We fired this item in the replica Roman kiln at Vindolanda Roman Fort, and part of the proceeds from its sale will be going to the Vindolanda, Realising the potential of pottery appeal.
Archaeologically, pottery is a treasure trove of information providing insight into many aspects of ancient life. Through research into pottery sherds, archaeologists can accurately date sites, make observations about what people were eating through the analysis of food residue, and better understand trade routes, which can help inform understanding of economy and consumption.
Additionally, pottery provides a window into customs and social practices giving us a fuller picture of the people who made, bought and used these objects. And because of the hands-on nature of pottery production, it is common to find evidence of the makers preserved in the surface of the clay, moments in time held in ceramic and visible to us thousands of years later. Pottery truly brings the past to life, and for that reason, we are supporting the Vindolanda Race to £100K: Realising the Potential of Pottery. With every purchase made from the Vindolanda Appeal Collection, we will be donating a portion of the proceeds to the fundraiser, allowing you to help whilst also getting your hands on a museum-quality Roman replica that was fired in a replica Roman kiln at Vindolanda Roman Fort.
Approx. 160 mm tall, 120 mm diameter
This replica Roman pot has been hand-made in Northumberland by Potted History, inspired by original artefacts. It has been wood-fired in an authentic replica of a Roman Pottery Kiln at Vindolanda Museum to a temperature of between 800°C & 1000°C, using the same techniques the original potters would have employed nearly two thousand years ago. This process often results in variations of the surface colour and texture. When ordering, you may not get the exact vessel photographed, and the colouring may vary slightly.
Health and Safety
This is a Museum Quality Replica made using the tools and techniques that would have been used during the Roman era. This is an unglazed pot with a porous surface.

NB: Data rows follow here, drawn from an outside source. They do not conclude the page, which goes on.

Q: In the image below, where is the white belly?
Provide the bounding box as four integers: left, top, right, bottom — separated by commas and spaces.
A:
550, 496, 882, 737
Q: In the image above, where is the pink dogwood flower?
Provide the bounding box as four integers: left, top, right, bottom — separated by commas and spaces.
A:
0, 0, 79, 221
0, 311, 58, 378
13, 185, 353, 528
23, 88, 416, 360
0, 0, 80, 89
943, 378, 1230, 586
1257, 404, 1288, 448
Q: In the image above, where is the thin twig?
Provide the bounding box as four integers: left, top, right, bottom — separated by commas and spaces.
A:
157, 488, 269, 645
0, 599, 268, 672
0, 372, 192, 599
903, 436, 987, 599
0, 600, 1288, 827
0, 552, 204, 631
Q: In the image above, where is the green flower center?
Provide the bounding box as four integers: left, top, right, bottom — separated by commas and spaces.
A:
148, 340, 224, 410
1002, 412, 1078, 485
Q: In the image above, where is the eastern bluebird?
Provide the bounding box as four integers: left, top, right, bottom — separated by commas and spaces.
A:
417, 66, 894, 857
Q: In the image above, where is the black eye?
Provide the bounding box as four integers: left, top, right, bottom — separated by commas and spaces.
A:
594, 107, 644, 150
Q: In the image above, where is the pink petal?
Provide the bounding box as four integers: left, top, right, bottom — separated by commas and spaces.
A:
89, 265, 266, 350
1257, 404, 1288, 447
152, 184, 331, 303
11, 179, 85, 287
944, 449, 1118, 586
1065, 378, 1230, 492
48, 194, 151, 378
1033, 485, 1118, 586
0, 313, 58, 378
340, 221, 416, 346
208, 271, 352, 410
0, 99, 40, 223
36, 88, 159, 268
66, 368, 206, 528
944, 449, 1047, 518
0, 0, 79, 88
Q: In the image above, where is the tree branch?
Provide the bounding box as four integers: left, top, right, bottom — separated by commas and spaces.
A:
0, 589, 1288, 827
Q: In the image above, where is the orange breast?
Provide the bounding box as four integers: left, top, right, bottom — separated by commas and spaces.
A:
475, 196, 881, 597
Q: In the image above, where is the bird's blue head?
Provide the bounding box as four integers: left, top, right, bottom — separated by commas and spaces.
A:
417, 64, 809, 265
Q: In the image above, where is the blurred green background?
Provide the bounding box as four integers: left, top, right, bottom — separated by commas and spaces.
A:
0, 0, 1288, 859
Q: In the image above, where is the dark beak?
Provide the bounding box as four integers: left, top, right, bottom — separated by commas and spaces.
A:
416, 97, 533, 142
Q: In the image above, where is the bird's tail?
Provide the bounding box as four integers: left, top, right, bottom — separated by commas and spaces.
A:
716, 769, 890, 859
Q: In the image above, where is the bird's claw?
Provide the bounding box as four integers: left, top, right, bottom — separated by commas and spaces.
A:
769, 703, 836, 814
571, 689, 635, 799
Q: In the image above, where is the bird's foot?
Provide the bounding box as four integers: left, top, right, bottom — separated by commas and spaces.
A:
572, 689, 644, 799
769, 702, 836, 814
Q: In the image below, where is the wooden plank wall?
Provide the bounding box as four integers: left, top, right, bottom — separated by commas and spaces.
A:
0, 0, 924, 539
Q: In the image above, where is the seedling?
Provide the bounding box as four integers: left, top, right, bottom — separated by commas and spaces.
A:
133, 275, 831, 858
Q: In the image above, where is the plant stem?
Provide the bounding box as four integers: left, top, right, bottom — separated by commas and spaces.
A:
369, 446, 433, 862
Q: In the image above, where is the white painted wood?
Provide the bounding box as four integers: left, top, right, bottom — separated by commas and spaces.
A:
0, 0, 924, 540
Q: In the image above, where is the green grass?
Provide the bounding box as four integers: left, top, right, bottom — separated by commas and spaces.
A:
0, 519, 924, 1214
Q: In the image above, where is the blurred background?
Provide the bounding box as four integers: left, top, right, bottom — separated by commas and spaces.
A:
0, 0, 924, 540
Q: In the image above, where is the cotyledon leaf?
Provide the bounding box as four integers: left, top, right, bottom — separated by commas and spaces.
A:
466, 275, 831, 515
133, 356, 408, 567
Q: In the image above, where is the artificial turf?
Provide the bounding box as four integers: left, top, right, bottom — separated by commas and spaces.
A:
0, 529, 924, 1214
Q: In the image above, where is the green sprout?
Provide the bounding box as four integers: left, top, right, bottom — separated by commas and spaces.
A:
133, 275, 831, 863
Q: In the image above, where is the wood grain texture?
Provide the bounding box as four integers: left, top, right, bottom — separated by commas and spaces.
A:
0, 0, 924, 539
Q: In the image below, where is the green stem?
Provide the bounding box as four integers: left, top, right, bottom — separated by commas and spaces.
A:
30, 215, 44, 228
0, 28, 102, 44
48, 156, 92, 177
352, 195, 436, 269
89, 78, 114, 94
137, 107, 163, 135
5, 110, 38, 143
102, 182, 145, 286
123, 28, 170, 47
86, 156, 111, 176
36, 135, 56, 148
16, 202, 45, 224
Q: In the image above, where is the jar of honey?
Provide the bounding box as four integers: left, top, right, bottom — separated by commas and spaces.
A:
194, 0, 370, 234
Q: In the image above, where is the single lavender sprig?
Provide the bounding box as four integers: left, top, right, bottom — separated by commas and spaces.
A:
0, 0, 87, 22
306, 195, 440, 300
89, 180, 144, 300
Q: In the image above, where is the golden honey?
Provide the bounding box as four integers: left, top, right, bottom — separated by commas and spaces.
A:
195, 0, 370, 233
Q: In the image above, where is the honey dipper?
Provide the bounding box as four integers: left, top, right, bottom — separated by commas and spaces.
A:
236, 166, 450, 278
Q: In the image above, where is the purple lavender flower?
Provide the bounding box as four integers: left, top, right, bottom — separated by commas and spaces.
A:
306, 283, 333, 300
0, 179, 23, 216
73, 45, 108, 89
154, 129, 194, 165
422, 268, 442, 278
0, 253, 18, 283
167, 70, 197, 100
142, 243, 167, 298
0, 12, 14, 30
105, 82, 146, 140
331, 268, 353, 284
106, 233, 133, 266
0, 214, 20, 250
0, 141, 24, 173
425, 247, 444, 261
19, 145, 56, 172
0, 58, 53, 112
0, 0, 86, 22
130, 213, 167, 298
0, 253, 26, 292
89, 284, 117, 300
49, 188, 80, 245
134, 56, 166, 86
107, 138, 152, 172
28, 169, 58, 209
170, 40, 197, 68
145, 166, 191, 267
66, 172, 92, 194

It will absorb some of the flavours during the cooking process, adding to the flavour of future dishes. However, it also means that this pot does not meet modern Health and Safety standards, so we do not advise using it for cooking. When the Romans cooked in these pots, they applied sufficient heat to the pot and contents to ensure that all bacteria were killed. Heating to over 70°C for at least 10 minutes would have killed most disease-causing bacteria, and temperatures of 100°C would do even more.